Service providers needed
Will there be US investment in the kind of offshore wind expertise and equipment that is common in Europe? “It’s a chicken and egg problem,” said Max Cohen, an associate director with IHS Markit who specializes in offshore and onshore wind in the US. IHS Markit is the parent company of JOC.com.
“Do you have any industry to build vessels for? Is it feasible? Or will people look for workarounds like barging?” Cohen said. He does not think there will be changes to the Jones Act to make it easier for non-US providers to participate.
Some major project developers have doubts about the transferability of oil and gas experience, or even onshore wind experience, to the offshore wind industry, Cohen said. Offshore is so specialized that they do not see these backgrounds as creating a competitive advantage, he said.

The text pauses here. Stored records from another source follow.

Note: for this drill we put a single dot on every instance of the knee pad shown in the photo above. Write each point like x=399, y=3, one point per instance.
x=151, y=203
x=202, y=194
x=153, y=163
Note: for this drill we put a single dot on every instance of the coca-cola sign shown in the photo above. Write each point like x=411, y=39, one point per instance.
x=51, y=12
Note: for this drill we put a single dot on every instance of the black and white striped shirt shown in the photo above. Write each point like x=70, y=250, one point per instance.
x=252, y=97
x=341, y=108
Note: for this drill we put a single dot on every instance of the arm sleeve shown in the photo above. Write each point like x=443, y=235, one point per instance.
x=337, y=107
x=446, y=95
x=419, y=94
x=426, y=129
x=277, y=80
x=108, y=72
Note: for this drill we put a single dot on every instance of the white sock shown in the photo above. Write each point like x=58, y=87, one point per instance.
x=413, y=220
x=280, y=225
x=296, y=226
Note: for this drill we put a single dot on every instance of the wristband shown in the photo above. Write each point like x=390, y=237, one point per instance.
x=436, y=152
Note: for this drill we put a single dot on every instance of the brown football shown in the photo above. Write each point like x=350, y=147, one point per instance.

However, the non-profit Business Network for Offshore Wind is pushing hard to help build a US-based offshore wind supply chain. The organization considers the Gulf of Mexico oil and gas industry’s expertise in offshore work a valuable resource, according to industry publication Workboat, and is reaching out to shipbuilders, operators, and others in the current supply chain who can assist with the US’ nascent offshore wind industry. US-based training in installation, maintenance, vessel operations, management, and other aspects of the offshore wind industry is also ramping up, according to Workboat, with training centers opening in Massachusetts, New York, North Carolina, and Florida.

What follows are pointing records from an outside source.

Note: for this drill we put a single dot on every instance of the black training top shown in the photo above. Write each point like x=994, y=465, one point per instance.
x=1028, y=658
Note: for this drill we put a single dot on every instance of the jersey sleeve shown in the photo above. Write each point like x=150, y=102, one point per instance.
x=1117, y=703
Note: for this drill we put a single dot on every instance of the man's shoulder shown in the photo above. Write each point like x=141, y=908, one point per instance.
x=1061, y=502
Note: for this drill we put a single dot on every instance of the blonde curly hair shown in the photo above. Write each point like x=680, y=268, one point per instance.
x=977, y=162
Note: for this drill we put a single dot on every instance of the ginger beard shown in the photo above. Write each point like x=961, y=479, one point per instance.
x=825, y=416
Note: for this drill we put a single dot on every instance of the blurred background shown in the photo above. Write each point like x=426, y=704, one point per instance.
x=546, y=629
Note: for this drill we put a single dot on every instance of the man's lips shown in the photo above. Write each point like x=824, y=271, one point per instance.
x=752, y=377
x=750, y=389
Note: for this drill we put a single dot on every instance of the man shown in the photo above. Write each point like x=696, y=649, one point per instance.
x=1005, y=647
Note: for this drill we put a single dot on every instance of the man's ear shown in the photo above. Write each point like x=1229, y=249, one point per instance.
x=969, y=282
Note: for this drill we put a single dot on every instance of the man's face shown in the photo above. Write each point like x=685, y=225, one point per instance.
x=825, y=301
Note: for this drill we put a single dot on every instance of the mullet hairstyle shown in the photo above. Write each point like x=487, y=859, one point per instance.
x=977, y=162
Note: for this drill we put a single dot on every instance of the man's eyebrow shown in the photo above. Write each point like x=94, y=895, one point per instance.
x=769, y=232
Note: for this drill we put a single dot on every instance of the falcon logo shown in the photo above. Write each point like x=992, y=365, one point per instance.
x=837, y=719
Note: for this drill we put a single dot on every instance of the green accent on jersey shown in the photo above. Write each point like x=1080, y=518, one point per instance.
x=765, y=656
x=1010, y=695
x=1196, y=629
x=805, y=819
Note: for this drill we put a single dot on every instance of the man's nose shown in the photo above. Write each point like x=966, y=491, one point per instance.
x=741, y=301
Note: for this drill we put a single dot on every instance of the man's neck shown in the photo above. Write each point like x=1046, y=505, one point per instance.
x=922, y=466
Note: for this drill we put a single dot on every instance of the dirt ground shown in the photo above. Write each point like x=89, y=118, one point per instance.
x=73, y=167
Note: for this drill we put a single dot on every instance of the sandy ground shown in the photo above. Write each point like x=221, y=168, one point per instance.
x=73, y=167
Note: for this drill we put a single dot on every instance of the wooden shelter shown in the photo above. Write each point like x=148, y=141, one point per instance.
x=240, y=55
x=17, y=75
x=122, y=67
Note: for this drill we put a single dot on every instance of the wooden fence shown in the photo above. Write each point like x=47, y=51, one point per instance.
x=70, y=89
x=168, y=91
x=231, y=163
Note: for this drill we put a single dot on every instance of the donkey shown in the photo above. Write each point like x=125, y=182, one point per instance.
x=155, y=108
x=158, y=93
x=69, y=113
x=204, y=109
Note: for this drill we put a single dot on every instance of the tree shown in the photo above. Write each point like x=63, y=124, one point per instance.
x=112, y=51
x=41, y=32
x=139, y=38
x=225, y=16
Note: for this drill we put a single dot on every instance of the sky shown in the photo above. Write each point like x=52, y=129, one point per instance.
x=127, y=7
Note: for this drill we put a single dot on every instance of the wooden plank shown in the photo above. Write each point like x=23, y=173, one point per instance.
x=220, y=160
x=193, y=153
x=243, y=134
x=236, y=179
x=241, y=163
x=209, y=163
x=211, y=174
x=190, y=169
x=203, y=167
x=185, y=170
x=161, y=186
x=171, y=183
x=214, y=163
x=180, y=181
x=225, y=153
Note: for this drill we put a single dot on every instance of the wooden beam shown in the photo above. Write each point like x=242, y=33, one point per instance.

The first stage of offshore wind development is focused on the US Northeast coast, and it’s likely the states involved will want to keep supply chains regional to boost job creation — a key political premise underlying the growing acceptance of offshore wind, Cohen said. In its infancy, the US offshore wind industry may only be able to keep 20 percent of a project’s spend within a given state, but the goal is to bring that to 50 percent, with the remaining half spent on turbine procurement, Cohen said.

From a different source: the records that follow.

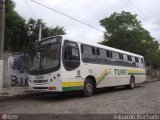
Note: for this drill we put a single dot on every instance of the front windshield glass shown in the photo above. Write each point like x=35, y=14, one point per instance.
x=46, y=59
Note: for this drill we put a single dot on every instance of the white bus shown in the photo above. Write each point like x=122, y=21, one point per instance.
x=60, y=64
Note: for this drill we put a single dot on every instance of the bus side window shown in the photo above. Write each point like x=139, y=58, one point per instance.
x=126, y=60
x=115, y=58
x=133, y=62
x=88, y=54
x=71, y=57
x=140, y=64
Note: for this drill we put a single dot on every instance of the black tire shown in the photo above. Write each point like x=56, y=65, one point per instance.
x=88, y=88
x=132, y=83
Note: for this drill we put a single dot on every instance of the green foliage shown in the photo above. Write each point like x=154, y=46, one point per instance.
x=125, y=32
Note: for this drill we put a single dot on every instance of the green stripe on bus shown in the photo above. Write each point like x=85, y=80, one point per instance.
x=72, y=88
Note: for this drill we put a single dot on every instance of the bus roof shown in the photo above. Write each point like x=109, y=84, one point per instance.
x=65, y=37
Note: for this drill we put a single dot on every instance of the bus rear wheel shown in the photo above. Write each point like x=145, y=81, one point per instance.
x=88, y=88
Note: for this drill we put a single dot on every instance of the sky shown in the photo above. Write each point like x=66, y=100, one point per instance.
x=90, y=12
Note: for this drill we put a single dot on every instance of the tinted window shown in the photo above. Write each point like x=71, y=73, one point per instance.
x=88, y=54
x=126, y=60
x=71, y=57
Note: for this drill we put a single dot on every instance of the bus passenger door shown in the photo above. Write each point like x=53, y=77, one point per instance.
x=71, y=61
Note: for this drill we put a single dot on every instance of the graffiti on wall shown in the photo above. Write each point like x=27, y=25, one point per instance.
x=18, y=68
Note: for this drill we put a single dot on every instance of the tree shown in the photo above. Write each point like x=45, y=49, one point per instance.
x=125, y=32
x=21, y=34
x=32, y=26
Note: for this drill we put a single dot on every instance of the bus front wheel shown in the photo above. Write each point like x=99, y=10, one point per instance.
x=88, y=88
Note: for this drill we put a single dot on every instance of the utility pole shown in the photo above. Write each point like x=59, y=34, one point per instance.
x=2, y=25
x=2, y=22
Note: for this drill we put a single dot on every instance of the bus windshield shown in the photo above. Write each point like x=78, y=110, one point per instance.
x=46, y=59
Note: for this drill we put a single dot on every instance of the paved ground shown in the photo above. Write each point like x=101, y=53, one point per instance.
x=145, y=98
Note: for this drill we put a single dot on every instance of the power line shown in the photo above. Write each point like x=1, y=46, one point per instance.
x=68, y=16
x=31, y=10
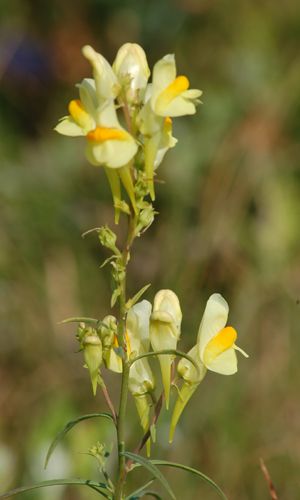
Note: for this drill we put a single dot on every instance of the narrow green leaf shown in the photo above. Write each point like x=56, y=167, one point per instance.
x=137, y=296
x=69, y=426
x=193, y=471
x=165, y=352
x=151, y=468
x=60, y=482
x=140, y=491
x=152, y=494
x=80, y=319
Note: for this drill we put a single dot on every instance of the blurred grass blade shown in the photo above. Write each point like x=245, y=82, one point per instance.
x=140, y=491
x=92, y=321
x=59, y=482
x=150, y=466
x=69, y=426
x=152, y=494
x=193, y=471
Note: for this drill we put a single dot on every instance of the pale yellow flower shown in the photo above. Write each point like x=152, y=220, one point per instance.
x=170, y=94
x=165, y=324
x=215, y=350
x=132, y=70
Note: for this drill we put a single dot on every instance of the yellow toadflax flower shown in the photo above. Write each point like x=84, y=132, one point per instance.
x=94, y=116
x=171, y=95
x=141, y=380
x=132, y=70
x=158, y=138
x=165, y=323
x=215, y=350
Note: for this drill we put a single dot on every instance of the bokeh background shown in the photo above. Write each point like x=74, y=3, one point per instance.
x=229, y=222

Once projects are built, Cohen notes, there will be ongoing operation and maintenance (O&M) requirements for the turbines. “Should the vessels be owned by project owners, or sub-contracted?” he said. In Europe, owners with a portfolio of multiple projects often have one O&M provider that moves from turbine to turbine to service and maintain, creating economies of scale, he said.
More wind on the way
Currently, there are only 30 megawatts (five turbines) of offshore wind energy installed in US waters, Cohen said. By 2030, IHS Markit’s wind energy outlook predicts 7 gigawatts will have been installed, and more than 20 GW by 2050. The outlook is based on concrete state policies and targets, he said.
Most of the first wave of installation will be in the Northeast, but by the 2030s there could be a few wind farms off the US West Coast. Because of the deep waters there, however, western offshore wind will have to be based on floating turbines “and that technology is not ready yet,” Cohen said. Offshore interest could also develop in the Southeast, he said, but is unlikely in the Gulf region.
In his blog post, Appleton noted that the US Senate Commerce, Science, and Transportation Committee has approved a bill asking for a report on the need for and availability of vessels capable of working on offshore wind in the US. Assuming it reveals a shortage that could hamstring an infant industry, this could create pressure for a change in the Jones Act, he said. On the other hand, a promising market could also spur US investment in wind installation ships, said Appleton.